At the time of writing this article, the U.S. Capitol was besieged by rioters venting their dissatisfaction with the presidential election result and trying to thwart the power transfer. As a December 2020 CNN opinion piece goes, “Competing against China won’t heal our political divides, but both parties should strive to show that the United States can govern itself competently.”

Once in the Oval Office, containing the COVID-19, reinvigorating the economy, and coping with issues related to climate change are expected to be the incoming president’s top priorities. Bringing U.S.-China relations back to the normal track through dialogue and restarting bilateral cooperation in various fields will be a wise option for the new government.

“China’s policy towards the United States is always stable and consistent.

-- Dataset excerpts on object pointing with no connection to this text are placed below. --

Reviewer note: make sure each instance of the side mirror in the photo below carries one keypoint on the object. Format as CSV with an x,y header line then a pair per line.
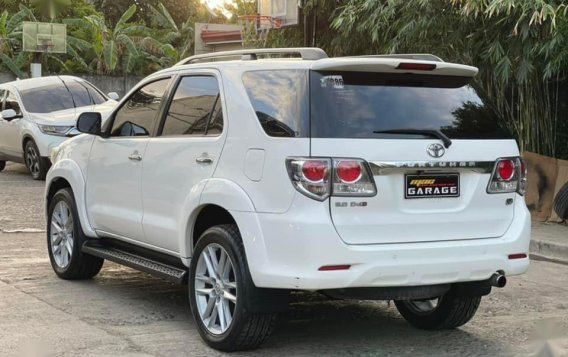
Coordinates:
x,y
90,123
10,114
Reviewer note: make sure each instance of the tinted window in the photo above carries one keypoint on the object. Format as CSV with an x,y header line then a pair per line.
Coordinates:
x,y
2,92
215,127
195,105
61,96
84,94
138,115
280,100
355,104
12,103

With deeply interwoven interests between the two countries, neither can do without the other, remodel the other, or replace the other. The bilateral relationship is no zero-sum game; the success of one does not have to entail the other’s failure. While China-U.S. cooperation can make great things happen for the two countries and the entire world, China-U.S. confrontation would definitely spell disaster not only for both countries but also humanity as a whole,” China’s State Councilor and Foreign Minister Wang Yi said on the evening of December 18, 2020, during a videoconference with the Asia Society in Beijing.